In schools, for example, we're spending a lot of time and money and we're really proud of progress we're making in classrooms. We make a bunch of progress, a bunch of investments, to do things in our classrooms to modernize them. And we're proud of that, because it's our effort to keep up with the global competition. But what if your child goes home to an internet-connected home, and mine doesn't? And their homework has been assigned online, or they have to do research for their paper online. Your child, regardless of any other factor, has a significant advantage over mine – maybe one that can't be overcome. Because mine won't be able to do that homework nearly as well as yours will, or maybe at all. So, in some ways, if we're really focused on the equity piece in the U.S. or in New York City, those folks who do not have access at home would be better off if we stuck with stone tablets and paper books, because at least they'd have the ability to compete with the classmates they have in their classrooms. Of course, then the rest of the world would eat our lunch.

So that's a long way of getting you to think about the fact that this is not a luxury, it's not just about the talking points of inclusiveness and diversity. If we're really serious about making opportunity available to people in every corner of New York, and if we're really serious about New York competing with cities around the country, and if we're really serious about this city and this country competing with cities and countries around the world, it's no longer optional, when you break it down that way.

Q: I've been told that you hate the word "innovation." Why do you hate it, and what word or words would you prefer people use?

A: I wrote a little blog post about it some time ago. I think it's not only "innovation" but other terms that get thrown around, and they mean nothing because they mean anything or everything. It's all in the eye of the beholder. So, if you're an agency in government or a big company or whatever and you're still using typewriters, then implementing Microsoft Word is going to feel like an innovation, because you're equating the word "innovation" with progress. You think you're innovating, but you're just implementing – you're implementing something that has been there for a minute, you're just maybe late to the game.

And then you have what I call iteration, which is when you were at the implementation phase, but now you're thinking creatively about how to use it differently – and so you think you're innovating, but you're really not, you're iterating. You're taking something that's existing, tweaking it a little bit or changing your business processes to be improved by the use of technology. Again, in that moment, it feels like progress that we inappropriately call innovation.

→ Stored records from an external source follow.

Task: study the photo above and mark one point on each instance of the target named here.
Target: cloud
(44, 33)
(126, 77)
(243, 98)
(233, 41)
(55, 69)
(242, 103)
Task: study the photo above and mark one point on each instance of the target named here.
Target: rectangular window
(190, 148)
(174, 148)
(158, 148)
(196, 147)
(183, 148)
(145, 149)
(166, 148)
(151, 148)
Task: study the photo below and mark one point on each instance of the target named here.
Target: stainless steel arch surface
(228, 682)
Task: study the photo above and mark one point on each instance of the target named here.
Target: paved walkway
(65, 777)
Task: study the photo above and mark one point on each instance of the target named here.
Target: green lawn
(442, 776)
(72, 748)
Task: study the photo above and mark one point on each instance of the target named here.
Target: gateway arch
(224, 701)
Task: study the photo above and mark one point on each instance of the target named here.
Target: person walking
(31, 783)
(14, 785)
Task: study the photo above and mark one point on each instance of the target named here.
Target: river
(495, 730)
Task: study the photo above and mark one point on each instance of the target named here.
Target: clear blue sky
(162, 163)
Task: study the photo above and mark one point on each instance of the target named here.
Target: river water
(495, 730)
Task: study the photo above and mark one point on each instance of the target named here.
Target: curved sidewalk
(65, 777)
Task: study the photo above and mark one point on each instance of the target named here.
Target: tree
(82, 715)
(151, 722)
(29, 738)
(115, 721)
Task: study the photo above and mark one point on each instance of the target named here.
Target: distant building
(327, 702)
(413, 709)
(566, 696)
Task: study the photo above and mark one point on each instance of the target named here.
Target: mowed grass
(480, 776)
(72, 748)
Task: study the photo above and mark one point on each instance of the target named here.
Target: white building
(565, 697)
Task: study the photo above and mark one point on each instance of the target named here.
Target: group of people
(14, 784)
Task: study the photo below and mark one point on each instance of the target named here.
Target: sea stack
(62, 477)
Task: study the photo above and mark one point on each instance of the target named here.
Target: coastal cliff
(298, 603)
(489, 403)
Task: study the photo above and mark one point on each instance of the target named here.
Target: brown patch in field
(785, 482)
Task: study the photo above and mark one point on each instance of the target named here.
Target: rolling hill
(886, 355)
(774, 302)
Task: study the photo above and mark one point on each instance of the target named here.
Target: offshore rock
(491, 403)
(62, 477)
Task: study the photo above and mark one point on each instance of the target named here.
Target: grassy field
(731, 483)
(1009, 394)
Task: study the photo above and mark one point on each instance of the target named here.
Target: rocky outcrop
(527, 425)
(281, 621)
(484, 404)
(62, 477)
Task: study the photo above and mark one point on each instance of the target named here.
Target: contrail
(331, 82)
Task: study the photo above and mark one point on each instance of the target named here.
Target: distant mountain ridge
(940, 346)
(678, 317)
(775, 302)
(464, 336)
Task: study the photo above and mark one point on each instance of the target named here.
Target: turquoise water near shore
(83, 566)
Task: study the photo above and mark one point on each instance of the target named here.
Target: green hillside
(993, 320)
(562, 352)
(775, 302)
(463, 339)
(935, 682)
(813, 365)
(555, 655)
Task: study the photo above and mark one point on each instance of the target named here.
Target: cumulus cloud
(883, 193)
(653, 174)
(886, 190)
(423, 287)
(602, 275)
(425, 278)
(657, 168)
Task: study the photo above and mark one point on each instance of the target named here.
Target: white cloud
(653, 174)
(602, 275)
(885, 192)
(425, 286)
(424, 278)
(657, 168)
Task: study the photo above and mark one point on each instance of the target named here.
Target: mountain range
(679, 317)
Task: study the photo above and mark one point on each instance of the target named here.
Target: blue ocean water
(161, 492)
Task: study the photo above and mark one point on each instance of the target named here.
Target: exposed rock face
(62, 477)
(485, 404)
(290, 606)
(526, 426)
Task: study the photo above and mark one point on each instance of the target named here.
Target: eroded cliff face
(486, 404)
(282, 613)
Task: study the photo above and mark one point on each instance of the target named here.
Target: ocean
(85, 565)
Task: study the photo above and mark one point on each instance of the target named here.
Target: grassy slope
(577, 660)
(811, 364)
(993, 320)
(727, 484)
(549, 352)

And then there's the last category, which I think is the breakthrough, the disruptions – the stuff that really has the 10x kind of impact on things and people outside of your organization. They are are more than just business-process improvements, they are fundamental shifts in paradigm. In the current moment, that's things like blockchain, A.I. – not Bitcoin, Bitcoin is an iteration on the disruption. It's a function that has a really strong, obvious use-case, but the real disruption is the underlying technology.

And so the reason that I did that early on and I broke it down into those three buckets, the whole point was to set up that NYCx was intentionally going to be focused on that last one of the three. Because there's people truthfully everywhere in the organization that should be actively doing the other two. … If you're not careful, if you lump it all together, then every time you go into a conversation about innovation, the oxygen in the room gets sucked in that direction, to the things that are easier to understand, easier to measure, less risky. And I wanted to intentionally carve out this space where we could allow ourselves to engage with those high-impact, 10x potential disruptions to make sure that we didn't miss an opportunity to take advantage of that.